Florida Felons Gain Right To Vote As Citizens Elect To Pass Amendment 4


Voting rights advocates and formerly incarcerated individuals are celebrating the choice by Floridians to grant the state’s non-violent felon population the ability to participate in future elections. With 64 percent of its residents voting in favor on Tuesday, November 6, Florida agreed to the passage of Amendment 4, which could put pressure on candidates to answer to over one million additional voters going forth.

NPR reported that more than 1.5 million adults in the Sunshine State are currently outlawed from casting a ballot because they have a felony charge on their records. That number translates to 9.2 percent of all voting-age citizens across its 67 counties. Among those most disenfranchised under the law have been African-Americans, who during each election cycle face the disadvantage of heading to the polls short 20 percent of their demographic due to felony convictions.

As Vox pointed out in a report on the impact of Amendment 4, Florida is one of only three states, along with Iowa and Kentucky, that even maintains a voting ban on felons who’ve completed their sentences. It has been that way since Rick Scott took office and reversed course on previous governor Charlie Crist’s leniency on the matter. During his time at the helm, Crist restored the rights of 150,000 felons to vote. With Gov. Scott establishing a rigorous application process that typically takes upwards of five years to gain restoration through, approximately 3,000 of 30,000 felons have seen their rights restored.

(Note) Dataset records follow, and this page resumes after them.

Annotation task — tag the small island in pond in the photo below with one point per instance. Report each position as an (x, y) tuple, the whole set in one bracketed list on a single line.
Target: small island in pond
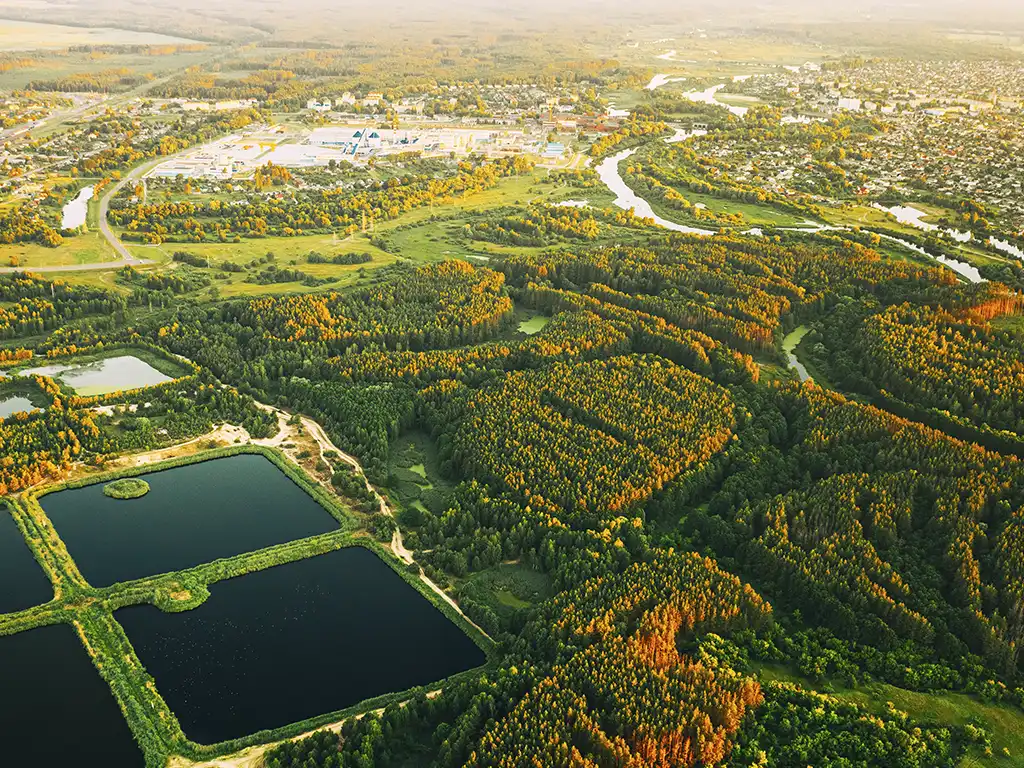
[(129, 487)]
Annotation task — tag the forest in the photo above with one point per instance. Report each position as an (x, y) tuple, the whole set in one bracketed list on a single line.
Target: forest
[(693, 514)]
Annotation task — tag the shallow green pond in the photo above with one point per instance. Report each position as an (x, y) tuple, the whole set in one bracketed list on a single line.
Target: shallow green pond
[(192, 515), (102, 377)]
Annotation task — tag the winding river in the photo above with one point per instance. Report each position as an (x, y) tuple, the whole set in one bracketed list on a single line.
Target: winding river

It wasn’t until February of this year that a federal judge posed a challenge to Gov. Scott by determining that the procedure he instituted was unconstitutional.

The ruling did more than put his leadership into question, as it also mobilized voting rights organizers to act. Before long, a group called Floridians for a Fair Democracy was able to collect 1.1 million signatures in order to ensure that Amendment 4 would be on the November ballot. The measure would then receive endorsements from opposite ends of the political spectrum, with both the American Civil Liberties Union and the conservative Koch brothers-funded Freedom Partners showing their support.

Exempt from the ability to benefit from applications for restoration of the right to vote, under Amendment 4, will be certain kinds of extreme offenders, including those with murder and felony sex crime convictions.

The results of the 2018 midterm election results on the bill have shown that such exemptions, coupled with a growing call for criminal justice reform, could make for a perfect bipartisan storm in spite of the divided politics of the day. The results, which come in an election year that has seen Democrats running neck and neck with Republicans in the state, might also be indicative of the potential for the political map to change, as many analysts believe most felons who go through with the process of restoration will be putting their numbers on the side of the blue party.